For instance, basils are as attractive as coleus but also useful in the kitchen. For the past two years, the All-American Selections has given the prestigious award to a basil. Basil is also excellent as a container plant.
Last year, it was Siam Queen, a Thai basil. The crushed leaves of Siam Queen are highly aromatic and can be harvested about 50 days after transplanting. This year's All America Winner is Sweet Dani, a new lemon basil. It is definitely one you will want to try. It is a greatly improved aromatic herb, desirable for its culinary and ornamental features.
The most noteworthy improvement is the strong lemon scent. The leaves burst with lemon fragrance when touched. The scent is due to the purposeful breeding of high essential oil and citral content. Sweet Dani is easy to grow from seed or plants.
It needs warm temperatures for rapid growth. In the full sun herb garden, Sweet Dani plants are uniform, fully branching to provide more leaves for harvest. Space plants about 24 inches apart. Gardeners can expect a mature plant height of about 26 inches with white flower spikes appearing late in the growing season.
Sweet Dani plants can be cut back or trimmed for harvest several times with excellent re-growth. Use Sweet Dani as flavoring in many savory entrees, fish being the most popular.
Herbs are great mixed with vegetables in the garden. But if I had my way, I would encourage you to plant an herb garden that has its own identity. Because of their diverse habits, colors and textures, herbs can create wonderful artistic and geometric designs.
Some herbs grow tall and need to be placed in the back of the garden.

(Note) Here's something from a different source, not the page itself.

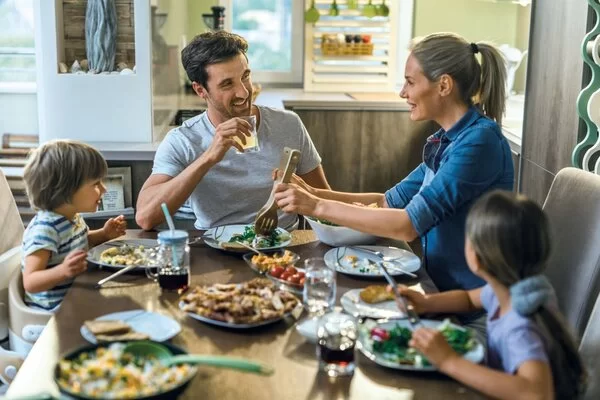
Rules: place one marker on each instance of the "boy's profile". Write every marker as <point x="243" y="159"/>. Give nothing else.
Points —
<point x="63" y="178"/>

Others are short, spreading and perfect for the low border. Try using creeping thymes between stepping-stones.
While the basils give an ornamental look to the garden, plants like the aretemisias and santolina lend a Mediterranean flair with their grey color. Santolina is hung in closets as a moth deterrent.
Garden centers are beginning to offer a broad selection of herbs for immediate planting in the garden. Select healthy and vigorous growing plants. The roots should be white to greenish white.
Most herbs thrive best in well-drained soil, with a soil pH of 6.0 to 6.8. Till the growing area to a depth of 8 to 12 inches. Some of my favorite herbs are rosemary, oregano, thyme, cilantro, chives and mints. While I don't grow sages for culinary purposes, I do grow salvias with aromatic foliage for tying and hanging in the kitchen and gorgeous flowers suitable for the vase.